20

So my question is about variable accessing speed in Java. Today in my "CS" (if you can call it that) the teacher presented a similar example to the following of a List:

public class ListExample<T> {
    private Node<T> head;
    private Node<T> tail;

    private class Node<T> { /* ... */ }

    public void append(T content) {
        if (!isEmpty()) {
            Node<T> dummy = new Node<T>(content);
            head = dummy;
            tail = dummy;

            head.setNext(head);
            // or this
            dummy.setNext(dummy);

        } else { /* ... */ }
    }

    // more methods
    // ...
}

My question is: Would the call to head.setNext(head) be slower than dummy.setNext(dummy) ? Even if it's not noticeable. I was wondering this since head is obviously and instance var of the class and dummy is local, so would the local access be faster?

Joseph Adams
  • 972
  • 1
  • 6
  • 19
  • 1
    Since `dummy` would be on the heap along with `head` I would say their access time is the same. You are still having to access the heap in both scenarios. – C.B. Feb 06 '14 at 20:17
  • 3
    How could you say that X is slower than Y if the difference is "not noticeable" (implying not measurable)? Regardless, when in doubt: [**measure it.**](http://stackoverflow.com/q/504103/139010) – Matt Ball Feb 06 '14 at 20:17
  • For they are pointing to the same object, I;d say that there will be no difference – Svetlin Zarev Feb 06 '14 at 20:18
  • 4
    [Premature optimization is the root of all evil.](http://www.youtube.com/watch?v=4bQOSRm9YiQ) – Laf Feb 06 '14 at 20:19
  • @MattBall with that I really meant if there was any difference in the number of instructions that would need to be executed to get the value of either `head` or `dummy` (not JVM instructions since those will obvoiusly differ [`aload` and something]) – Joseph Adams Feb 06 '14 at 20:21
  • 2
    For head it will have to dereference the `this` pointer but for dummy it takes the value off the stack. – DrYap Feb 06 '14 at 20:23
  • In the interpreter the fastest access is to a local, next is an instance variable, slowest is a static.

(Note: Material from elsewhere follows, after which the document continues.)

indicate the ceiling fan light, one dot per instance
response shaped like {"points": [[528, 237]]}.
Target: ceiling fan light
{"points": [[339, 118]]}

With the JITC, however, that can dance around a bit. – Hot Licks Feb 06 '14 at 20:39
  • @C.B. - "dummy" would be on the JVM stack, not in the heap. DrYap has it right. – Hot Licks Feb 06 '14 at 20:42
  • @HotLicks in regards to the objects or their references? – C.B. Feb 06 '14 at 20:44
  • @C.B. - Objects are never stored in an instance variable or a local variable, only references are stored there. – Hot Licks Feb 06 '14 at 20:57
  • @HotLicks i will be removing these comments as they detract from the question, but I was saying once you have the references for each you must access the heap. I thought retrieving the reference for `head` would be negligible – C.B. Feb 06 '14 at 20:59
  • @C.B. - Yeah, this is arguing over angels on a pinhead. In a well-designed JVM neither is expensive enough to worry about (though in some early JVMs there was cause for worry). – Hot Licks Feb 06 '14 at 21:06
  • @C.B. - But it should be noted that the same discussion applies to accessing a scalar value rather than a reference. – Hot Licks Feb 06 '14 at 21:30
  • I don't see how this question is "opinion-based". I lead the development of the Java implementation for IBM iSeries. My answer and comments here are based on facts. – Hot Licks Jan 09 '20 at 02:41

7 Answers7

23

Ok, I've written a micro-benchmark (as suggested by @Joni & @MattBall) and here are the results for 1 x 1000000000 accesses for each a local and an instance variable:

Average time for instance variable access: 5.08E-4
Average time for local variable access: 4.96E-4

For 10 x 1000000000 accesses each:

Average time for instance variable access:4.723E-4
Average time for local variable access:4.631E-4

For 100 x 1000000000 accesses each:

Average time for instance variable access: 5.050300000000002E-4
Average time for local variable access: 5.002400000000001E-4

So it seems that local variable accesses are indeed faster that instance var accesses (even if both point to the same object).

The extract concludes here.